CDS/PP: ANÁLISE DO COMPORTAMENTO ELEITORAL ENTRE 1991-2011
No caso do CDS/PP é visualmente perceptível que a distribuição espacial dos resultados nos mostra duas realidades bem distintas: a norte do rio Tejo, onde o padrão que traduz a distribuição espacial da votação é caracterizado por tonalidades mais fortes, reflectindo as áreas do território onde o partido obtém as taxas de votação mais altas; a sul, a generalidade dos polígonos é representada por tons mais claros traduzindo uma realidade completamente antagónica, isto é, expressando o facto de nos distritos mais a sul, o partido não conseguir cativar uma parte significativa do eleitorado residente.
Esta configuração espacial traduzida em percentagens de voto, significa que a norte o partido alcança percentagens de votação bem superiores ao valor obtido a nível nacional enquanto a sul, os resultados são inferiores ou mesmo muito inferiores ao valor de referência.

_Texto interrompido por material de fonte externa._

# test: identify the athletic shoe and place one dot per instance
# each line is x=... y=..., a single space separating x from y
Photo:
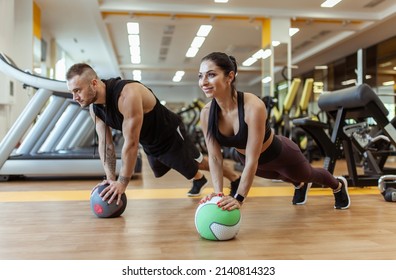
x=300 y=194
x=198 y=186
x=341 y=196
x=234 y=187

Este padrão ao longo do tempo, não apresenta variações significativas, havendo contudo, a registar uma subida das percentagens de voto em algumas freguesias do Alentejo e do Algarve, principalmente a partir das Legislativas de 2005. Se atentarmos no mapeamento correspondente às Legislativas de 2011, verificamos que o bom resultado obtido a nível nacional se espelha nas variações de cor de diversos polígonos nas regiões do Alentejo e Algarve.

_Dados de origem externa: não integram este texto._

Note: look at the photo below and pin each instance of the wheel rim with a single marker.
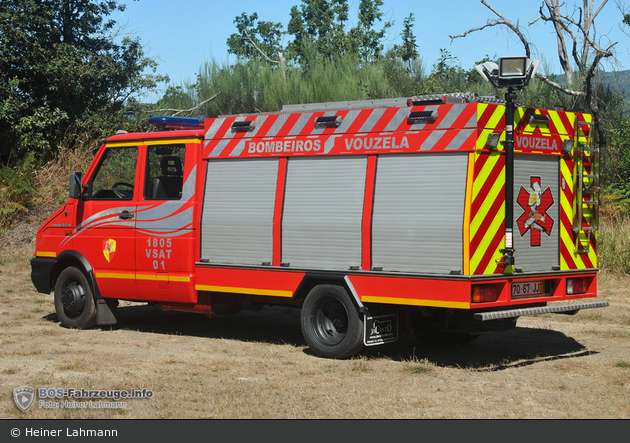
(330, 321)
(73, 299)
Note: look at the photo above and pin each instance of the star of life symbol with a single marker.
(535, 203)
(24, 397)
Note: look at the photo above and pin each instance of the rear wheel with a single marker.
(331, 324)
(74, 302)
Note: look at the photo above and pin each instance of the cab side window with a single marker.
(165, 172)
(115, 175)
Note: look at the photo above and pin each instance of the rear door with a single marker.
(536, 212)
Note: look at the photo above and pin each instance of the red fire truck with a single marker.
(363, 214)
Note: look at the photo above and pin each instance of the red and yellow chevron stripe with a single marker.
(487, 213)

Da análise da distribuição espacial ao longo do tempo, destaca-se o facto de nos distritos de Leiria e Aveiro os centristas conseguirem alcançar bons resultados de forma sistemática ao longo dos diversos escrutínios. Haverá por certo, determinadas áreas cuja distribuição espacial da votação do CDS/PP reflectirá a questão do voto táctico (estratégico) e consequentemente, a mobilidade de parte significativa do eleitorado centrista para o PPD/PSD. Esta realidade pressupõe um nível de informação elevado por parte do eleitorado que justifica a reduzida expressão urbana do voto do CDS ao longo do tempo. Este carácter não urbano do voto supõe que o eleitorado centrista valoriza conjunturalmente, os aspectos políticos em detrimento da afirmação partidária.

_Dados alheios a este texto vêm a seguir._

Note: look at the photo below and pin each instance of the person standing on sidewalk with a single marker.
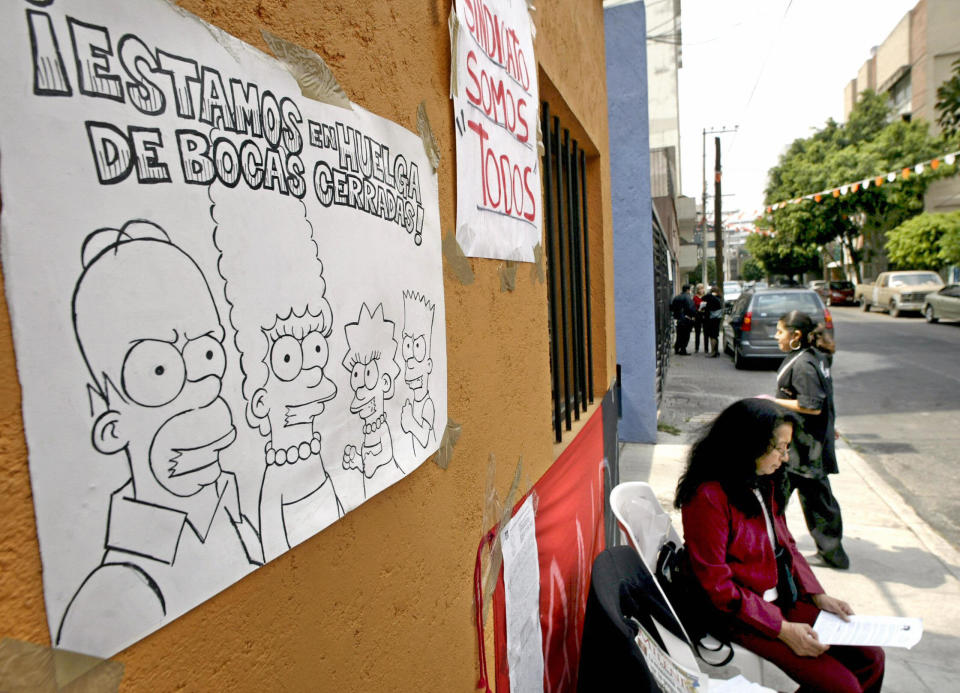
(684, 313)
(698, 292)
(712, 311)
(741, 552)
(805, 386)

Comparando os resultados nacionais obtidos pelo partido com os valores da média da população de estudo, verificamos que apenas nas eleições de 1995 e 2011 o valor do resultado nacional foi superior ao valor da média. Por outro lado, comparando os valores da média e da mediana apresentados, verifica-se que o valor da primeira é geralmente maior do que a segunda medida (curva de distribuição de frequência de assimétrica negativa). Curioso o facto de nas Legislativas de 2011, estes dois valores serem praticamente iguais, revelando uma possível simetria da curva de distribuição.